Founders generally want to retain control of their companies, which is why many are exploring options beyond traditional venture capital funding. Several financial technology companies have introduced new products – ranging from securitized SaaS agreements to debt financing – designed to help startups sidestep equity dilution, especially those with established, predictable revenue streams.

Capchase is a representative example of these emerging fintech businesses. The company provides startups with immediate access to their anticipated recurring revenue through debt financing, enabling founders to utilize future income now and potentially lessen their reliance on costly, equity-based funding rounds, particularly during the early stages of growth. The company was previously featured in an article a few months prior, following a $4.6 million seed funding round spearheaded by Caffeinated Capital.

The company has now secured a significant influx of capital and is prepared to broaden its lending operations to a larger number of startups. Today, Capchase announced a $60 million “asset-backed credit facility” provided by i80 Group. This funding will allow Capchase to serve more startups and potentially offer larger prepayment amounts for their future revenues.

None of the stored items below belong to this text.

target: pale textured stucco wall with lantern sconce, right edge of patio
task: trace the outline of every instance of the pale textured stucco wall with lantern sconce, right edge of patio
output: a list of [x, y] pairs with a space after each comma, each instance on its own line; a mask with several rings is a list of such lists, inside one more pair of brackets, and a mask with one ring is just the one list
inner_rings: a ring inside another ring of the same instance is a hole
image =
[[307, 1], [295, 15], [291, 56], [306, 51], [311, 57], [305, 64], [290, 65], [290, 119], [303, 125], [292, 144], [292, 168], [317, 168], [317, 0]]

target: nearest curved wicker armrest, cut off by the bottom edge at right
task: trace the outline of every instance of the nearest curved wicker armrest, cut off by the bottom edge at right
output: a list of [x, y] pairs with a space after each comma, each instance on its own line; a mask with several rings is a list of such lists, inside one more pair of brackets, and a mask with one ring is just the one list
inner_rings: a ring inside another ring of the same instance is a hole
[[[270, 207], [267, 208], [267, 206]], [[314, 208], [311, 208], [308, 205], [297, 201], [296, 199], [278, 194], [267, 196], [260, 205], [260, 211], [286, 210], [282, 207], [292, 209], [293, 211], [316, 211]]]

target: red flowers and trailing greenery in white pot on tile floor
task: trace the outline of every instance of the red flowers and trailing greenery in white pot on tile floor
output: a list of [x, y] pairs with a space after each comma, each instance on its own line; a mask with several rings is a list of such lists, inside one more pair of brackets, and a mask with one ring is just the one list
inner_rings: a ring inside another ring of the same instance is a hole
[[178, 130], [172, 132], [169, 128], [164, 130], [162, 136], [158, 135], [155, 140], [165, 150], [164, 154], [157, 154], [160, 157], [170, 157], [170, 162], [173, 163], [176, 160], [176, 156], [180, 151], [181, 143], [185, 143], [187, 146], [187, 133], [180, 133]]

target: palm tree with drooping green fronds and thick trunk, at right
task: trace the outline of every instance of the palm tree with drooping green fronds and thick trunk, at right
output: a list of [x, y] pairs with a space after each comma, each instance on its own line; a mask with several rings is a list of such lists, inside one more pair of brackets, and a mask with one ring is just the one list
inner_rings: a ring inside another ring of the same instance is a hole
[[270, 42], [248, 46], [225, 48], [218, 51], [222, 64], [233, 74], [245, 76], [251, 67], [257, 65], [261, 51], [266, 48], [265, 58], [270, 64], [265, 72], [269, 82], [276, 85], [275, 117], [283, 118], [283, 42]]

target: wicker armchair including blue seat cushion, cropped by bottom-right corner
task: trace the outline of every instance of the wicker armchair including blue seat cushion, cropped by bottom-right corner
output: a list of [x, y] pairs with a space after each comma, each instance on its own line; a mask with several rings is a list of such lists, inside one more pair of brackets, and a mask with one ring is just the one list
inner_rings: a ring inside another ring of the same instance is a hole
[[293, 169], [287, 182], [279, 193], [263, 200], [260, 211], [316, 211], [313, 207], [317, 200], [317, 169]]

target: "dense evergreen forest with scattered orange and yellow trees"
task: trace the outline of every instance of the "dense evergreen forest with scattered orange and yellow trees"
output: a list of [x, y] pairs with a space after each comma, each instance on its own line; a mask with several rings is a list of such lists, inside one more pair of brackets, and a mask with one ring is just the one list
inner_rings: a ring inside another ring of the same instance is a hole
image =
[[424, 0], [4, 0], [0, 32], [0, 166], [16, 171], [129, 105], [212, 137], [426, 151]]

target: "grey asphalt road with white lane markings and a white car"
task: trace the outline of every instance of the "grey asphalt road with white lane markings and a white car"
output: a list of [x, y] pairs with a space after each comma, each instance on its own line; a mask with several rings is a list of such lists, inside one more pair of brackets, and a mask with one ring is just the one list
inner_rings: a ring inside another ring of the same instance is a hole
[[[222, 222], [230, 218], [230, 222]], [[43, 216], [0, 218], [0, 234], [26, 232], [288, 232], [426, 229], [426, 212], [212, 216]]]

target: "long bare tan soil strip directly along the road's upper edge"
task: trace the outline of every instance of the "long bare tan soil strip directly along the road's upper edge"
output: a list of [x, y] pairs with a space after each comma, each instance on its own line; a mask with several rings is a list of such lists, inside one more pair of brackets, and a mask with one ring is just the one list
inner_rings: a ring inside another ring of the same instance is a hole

i80 Group specializes in investment focused on credit underwriting for projects like these within the startup ecosystem. Beyond its support for Capchase and similar fintech companies, the group also invests in real estate underwriting ventures, such as Properly, where it jointly led a $100 million facility alongside Silicon Valley Bank.

Established in early 2020, Capchase reports that its early adopters have postponed fundraising efforts by an average of 8 months and reduced overall equity dilution by approximately 16%. It’s important to note that these figures are subject to considerable variation based on individual startup circumstances, growth rates, recurring revenue levels, and other relevant factors.

Capchase aims to provide revenue prepayment to startups quickly, often within days or even hours, depending on the intricacies of their revenue models. With an additional $60 million in funding, the company intends to accelerate its lending speed even further.